The growth of the enterprise instant messaging market in South Africa is being driven by the increasing adoption of unified messaging (including e-mail, instant messaging, fax and voice mail) and unified communications (unified messaging, and conferencing and collaborative applications).
However, technology vendors are facing the challenge of low awareness of the soft return on instant messaging applications, limited interoperability of different vendor products as well as limited affordability of small- and medium-sized enterprises (SMEs) in the market. Vendors have developed strategies to offer mobile applications, cloud-based instant messaging and industry-specific solutions to SMEs, which are expected to be the driver of future market growth.
New analysis from Frost & Sullivan finds that the market earned revenues of $1.7 million in 2010 and estimates this to reach $10.3 million in 2017.
“With booming mobile applications, instant messaging installed on advanced mobile handsets such as Blackberry, iPhone and Tablet is allowing their use as enabling devices for corporate employees to keep in constant communication, whether they are on the move or in the office building,” notes Frost & Sullivan’s ICT Industry Analyst Jiaqi Sun. “The increased mobility of instant messaging is driving market growth.”

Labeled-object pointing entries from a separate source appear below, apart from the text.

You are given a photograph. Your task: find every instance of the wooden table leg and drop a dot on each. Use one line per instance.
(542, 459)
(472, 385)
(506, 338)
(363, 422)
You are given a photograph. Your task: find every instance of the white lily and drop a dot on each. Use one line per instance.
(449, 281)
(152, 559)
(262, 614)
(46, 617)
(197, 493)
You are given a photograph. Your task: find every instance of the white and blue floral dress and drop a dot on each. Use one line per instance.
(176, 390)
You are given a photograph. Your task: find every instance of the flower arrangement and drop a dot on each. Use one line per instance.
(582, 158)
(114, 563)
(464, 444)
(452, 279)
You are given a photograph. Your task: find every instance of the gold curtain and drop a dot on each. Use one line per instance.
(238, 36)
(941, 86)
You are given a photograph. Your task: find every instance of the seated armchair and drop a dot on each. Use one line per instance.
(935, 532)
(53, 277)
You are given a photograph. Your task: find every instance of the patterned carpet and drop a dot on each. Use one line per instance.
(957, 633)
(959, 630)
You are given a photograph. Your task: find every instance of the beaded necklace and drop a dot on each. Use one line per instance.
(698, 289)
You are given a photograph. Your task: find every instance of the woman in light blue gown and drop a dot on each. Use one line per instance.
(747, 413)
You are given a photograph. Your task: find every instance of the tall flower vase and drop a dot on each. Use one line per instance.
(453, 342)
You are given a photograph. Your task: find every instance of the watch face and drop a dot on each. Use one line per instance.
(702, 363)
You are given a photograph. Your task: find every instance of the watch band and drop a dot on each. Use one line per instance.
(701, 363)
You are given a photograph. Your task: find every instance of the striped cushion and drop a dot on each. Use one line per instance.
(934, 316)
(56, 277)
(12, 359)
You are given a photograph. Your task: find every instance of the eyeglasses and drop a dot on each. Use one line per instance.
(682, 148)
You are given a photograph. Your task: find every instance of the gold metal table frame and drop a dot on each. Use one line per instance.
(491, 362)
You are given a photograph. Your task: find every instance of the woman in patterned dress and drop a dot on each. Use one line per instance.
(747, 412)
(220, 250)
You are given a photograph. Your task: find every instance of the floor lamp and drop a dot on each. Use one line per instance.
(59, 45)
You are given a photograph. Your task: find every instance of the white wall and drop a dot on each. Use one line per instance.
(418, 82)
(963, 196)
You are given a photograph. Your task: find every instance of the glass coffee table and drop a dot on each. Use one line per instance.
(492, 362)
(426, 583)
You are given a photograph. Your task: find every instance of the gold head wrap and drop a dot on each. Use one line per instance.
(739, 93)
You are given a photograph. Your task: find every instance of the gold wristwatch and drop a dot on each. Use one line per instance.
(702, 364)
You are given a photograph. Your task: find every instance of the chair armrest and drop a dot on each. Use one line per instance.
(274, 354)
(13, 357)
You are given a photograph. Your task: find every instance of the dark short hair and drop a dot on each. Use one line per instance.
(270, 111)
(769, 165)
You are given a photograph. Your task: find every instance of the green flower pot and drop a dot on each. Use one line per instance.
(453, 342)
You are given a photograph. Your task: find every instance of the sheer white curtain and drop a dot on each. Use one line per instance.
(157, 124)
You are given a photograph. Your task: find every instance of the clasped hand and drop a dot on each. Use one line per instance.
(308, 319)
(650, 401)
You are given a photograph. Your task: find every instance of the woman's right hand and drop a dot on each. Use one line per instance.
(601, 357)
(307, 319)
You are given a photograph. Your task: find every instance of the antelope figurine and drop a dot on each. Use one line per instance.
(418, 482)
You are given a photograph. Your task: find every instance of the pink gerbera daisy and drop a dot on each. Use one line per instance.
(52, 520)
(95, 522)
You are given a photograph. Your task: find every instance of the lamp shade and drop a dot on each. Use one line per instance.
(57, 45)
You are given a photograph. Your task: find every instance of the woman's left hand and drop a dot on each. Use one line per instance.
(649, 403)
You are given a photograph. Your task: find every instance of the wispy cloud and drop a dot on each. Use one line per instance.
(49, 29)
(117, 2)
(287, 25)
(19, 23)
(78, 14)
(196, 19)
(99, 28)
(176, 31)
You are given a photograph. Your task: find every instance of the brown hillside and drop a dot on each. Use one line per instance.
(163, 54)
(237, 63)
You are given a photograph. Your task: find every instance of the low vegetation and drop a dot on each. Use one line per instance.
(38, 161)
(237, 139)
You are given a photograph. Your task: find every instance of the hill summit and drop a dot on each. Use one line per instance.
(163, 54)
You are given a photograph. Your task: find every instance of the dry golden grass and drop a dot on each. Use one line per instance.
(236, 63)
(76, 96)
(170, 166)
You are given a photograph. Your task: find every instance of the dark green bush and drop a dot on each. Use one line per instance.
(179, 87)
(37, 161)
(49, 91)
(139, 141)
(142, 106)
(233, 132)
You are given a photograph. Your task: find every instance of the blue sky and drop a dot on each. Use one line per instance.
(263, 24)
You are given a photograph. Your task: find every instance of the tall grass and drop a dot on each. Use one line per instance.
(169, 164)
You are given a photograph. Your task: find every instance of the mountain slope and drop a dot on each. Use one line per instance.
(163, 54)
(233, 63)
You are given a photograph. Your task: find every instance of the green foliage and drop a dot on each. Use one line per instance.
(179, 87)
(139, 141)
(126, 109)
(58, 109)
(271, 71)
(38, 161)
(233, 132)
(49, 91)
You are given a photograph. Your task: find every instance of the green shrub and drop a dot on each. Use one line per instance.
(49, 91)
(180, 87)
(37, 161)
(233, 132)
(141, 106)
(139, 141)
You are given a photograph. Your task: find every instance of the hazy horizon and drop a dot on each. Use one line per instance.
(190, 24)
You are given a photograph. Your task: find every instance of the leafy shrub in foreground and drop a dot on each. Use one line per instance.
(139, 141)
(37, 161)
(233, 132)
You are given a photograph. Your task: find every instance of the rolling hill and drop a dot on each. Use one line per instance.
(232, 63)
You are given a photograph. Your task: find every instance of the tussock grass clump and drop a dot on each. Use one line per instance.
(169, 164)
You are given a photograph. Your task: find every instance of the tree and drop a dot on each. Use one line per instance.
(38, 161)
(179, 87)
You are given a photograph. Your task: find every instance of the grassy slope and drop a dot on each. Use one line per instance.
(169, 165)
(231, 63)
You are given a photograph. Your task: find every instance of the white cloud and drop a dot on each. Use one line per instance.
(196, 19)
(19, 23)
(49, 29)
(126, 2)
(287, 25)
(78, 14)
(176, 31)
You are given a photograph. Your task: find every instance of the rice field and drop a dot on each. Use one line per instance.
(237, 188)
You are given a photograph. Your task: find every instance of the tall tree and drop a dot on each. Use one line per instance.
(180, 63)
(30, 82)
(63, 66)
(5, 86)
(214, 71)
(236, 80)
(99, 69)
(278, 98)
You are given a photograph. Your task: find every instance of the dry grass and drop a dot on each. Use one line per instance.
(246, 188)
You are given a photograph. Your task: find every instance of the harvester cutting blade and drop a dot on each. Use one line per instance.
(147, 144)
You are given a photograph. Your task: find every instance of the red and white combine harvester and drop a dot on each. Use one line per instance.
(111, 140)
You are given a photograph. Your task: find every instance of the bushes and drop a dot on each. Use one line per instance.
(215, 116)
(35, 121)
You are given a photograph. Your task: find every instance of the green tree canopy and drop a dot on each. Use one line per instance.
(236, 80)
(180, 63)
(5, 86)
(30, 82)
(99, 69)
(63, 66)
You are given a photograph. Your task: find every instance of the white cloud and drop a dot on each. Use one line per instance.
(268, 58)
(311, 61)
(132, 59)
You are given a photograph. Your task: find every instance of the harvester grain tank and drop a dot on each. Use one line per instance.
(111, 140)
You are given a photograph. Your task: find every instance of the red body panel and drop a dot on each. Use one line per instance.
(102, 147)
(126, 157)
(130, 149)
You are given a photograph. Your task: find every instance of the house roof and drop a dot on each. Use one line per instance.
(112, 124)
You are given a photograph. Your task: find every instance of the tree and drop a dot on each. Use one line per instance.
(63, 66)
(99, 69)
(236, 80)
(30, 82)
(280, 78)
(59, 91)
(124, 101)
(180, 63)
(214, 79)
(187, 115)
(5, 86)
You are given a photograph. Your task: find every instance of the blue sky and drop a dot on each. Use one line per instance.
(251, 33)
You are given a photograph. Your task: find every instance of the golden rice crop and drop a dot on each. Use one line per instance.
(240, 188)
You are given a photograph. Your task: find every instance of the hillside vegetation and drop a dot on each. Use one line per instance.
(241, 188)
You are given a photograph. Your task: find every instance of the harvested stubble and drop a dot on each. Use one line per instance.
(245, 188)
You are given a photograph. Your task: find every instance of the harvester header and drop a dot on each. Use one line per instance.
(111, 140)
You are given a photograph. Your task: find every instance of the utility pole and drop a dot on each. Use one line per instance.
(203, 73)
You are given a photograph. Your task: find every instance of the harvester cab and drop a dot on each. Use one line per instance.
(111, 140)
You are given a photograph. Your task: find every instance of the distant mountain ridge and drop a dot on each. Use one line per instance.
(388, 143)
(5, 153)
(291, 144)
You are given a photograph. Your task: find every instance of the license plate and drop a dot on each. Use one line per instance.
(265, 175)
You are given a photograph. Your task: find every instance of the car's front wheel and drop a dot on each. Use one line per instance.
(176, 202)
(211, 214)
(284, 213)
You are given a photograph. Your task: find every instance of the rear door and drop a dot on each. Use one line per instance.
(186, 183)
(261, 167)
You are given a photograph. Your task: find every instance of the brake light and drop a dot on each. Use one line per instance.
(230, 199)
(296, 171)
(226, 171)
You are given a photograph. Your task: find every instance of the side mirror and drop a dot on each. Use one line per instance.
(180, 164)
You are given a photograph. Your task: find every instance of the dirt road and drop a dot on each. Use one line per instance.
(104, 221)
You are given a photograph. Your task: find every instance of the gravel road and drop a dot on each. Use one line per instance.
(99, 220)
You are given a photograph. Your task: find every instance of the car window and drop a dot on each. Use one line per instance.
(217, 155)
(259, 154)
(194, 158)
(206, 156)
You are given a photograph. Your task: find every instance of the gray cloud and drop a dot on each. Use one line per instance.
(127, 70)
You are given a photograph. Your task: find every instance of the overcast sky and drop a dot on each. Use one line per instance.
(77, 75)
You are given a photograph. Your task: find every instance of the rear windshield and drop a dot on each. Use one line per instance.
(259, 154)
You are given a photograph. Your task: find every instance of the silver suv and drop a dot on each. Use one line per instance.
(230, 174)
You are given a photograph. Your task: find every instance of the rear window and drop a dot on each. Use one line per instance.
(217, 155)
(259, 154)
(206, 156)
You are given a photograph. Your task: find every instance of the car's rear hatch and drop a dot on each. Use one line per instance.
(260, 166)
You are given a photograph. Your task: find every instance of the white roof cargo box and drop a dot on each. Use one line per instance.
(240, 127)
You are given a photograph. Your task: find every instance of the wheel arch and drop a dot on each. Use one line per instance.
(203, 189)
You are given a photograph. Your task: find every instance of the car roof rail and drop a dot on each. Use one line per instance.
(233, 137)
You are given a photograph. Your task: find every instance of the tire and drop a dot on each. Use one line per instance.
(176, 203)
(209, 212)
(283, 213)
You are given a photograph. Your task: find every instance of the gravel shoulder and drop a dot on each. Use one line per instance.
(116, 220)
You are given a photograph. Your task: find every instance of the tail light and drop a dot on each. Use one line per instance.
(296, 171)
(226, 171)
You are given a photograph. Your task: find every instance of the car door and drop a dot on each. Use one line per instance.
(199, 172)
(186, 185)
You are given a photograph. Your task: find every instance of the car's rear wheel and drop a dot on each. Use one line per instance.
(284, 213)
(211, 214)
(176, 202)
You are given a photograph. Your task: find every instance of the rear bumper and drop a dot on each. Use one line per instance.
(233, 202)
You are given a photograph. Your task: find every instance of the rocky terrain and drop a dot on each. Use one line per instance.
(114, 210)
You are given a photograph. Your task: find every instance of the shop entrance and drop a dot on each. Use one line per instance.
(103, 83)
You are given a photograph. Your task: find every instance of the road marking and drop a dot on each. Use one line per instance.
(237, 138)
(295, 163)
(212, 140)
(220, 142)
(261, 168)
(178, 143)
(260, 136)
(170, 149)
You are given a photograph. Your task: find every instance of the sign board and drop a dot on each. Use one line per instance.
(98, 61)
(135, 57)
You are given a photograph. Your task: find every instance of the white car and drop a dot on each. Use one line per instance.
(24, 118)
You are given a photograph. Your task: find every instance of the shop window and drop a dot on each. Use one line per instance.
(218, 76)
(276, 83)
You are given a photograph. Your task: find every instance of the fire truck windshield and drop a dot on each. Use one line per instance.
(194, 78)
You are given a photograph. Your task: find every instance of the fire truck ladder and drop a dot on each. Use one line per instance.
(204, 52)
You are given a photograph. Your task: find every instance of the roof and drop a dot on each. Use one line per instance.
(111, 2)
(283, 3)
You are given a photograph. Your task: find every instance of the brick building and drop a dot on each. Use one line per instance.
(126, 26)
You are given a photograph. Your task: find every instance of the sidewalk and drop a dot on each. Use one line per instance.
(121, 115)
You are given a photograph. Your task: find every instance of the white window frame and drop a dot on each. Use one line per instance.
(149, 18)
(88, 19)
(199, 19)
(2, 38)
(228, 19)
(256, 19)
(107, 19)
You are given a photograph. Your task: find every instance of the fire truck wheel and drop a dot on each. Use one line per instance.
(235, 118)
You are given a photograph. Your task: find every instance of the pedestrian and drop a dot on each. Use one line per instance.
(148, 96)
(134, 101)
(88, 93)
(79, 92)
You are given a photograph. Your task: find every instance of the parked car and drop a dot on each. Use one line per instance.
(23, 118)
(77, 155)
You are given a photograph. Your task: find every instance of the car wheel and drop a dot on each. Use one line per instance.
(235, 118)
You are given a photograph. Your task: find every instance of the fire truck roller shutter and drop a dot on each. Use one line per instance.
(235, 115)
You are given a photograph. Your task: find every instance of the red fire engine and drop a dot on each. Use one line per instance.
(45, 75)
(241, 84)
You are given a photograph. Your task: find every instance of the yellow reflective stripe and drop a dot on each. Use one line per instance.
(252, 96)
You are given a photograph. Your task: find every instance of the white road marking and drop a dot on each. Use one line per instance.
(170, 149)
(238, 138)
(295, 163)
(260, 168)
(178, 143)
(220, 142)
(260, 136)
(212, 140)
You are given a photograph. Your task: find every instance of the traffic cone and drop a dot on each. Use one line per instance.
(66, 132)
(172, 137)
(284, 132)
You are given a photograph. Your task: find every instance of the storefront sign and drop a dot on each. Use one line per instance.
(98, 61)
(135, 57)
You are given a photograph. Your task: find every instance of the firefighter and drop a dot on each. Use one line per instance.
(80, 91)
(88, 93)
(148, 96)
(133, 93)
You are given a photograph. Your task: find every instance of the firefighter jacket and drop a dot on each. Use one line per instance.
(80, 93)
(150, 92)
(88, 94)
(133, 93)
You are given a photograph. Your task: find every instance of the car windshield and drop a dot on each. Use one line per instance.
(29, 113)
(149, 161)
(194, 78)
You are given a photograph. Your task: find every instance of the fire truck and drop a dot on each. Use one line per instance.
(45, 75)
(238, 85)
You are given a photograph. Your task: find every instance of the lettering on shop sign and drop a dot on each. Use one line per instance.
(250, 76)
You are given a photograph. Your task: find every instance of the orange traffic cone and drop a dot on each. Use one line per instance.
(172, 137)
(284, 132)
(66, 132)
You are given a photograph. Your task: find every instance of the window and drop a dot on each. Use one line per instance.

Cloud-based instant messaging services offer SMEs a cost-effective option to use instant messaging applications. Here, the option of monthly rentals rather than the need to purchase the software has supported a lower total cost of ownership. The reduced IT spending is in line with enterprises’ strategic shift from capital expenditure (CAPEX) reduction to operational expenditure (OPEX) reduction.
“The lack of awareness about product benefits threatens to dampen market potential,” says Sun. “Besides budget constraints, decision-makers of SMEs are not yet convinced by the soft return on investments in instant messaging, such as the improvement of productivity and operating efficiency.”
The limited interoperability of different vendor products also poses a challenge.
In comparison to numerous free public applications available in the market with a large customer base, enterprise instant messaging has a very limited interoperability among vendor products and with public instant messaging applications. Hence, it cannot support enterprise communications with external stakeholders; this restrains the service uptake of enterprise instant messaging.
“Data security concerns of cloud-based offerings represent another area of concern,” cautions Sun. “Concerns over data loss and other security issues will potentially limit the uptake of cloud-based enterprise instant messaging services in strictly regulated financial services and health care industries where data protection forms the central nerve of their IT systems.”
With the majority of SMEs using free public applications, instant messaging gateway applications that offer enhanced security of public instant messaging applications and improved interoperability with other publicly available applications need to be offered.
“Mobileinstant messaging applications on corporate sponsored mobile handsets are expected to drive demand for enterprise instant messaging applications from SMEs as they improve the mobility of the messaging applications,” concludes Sun.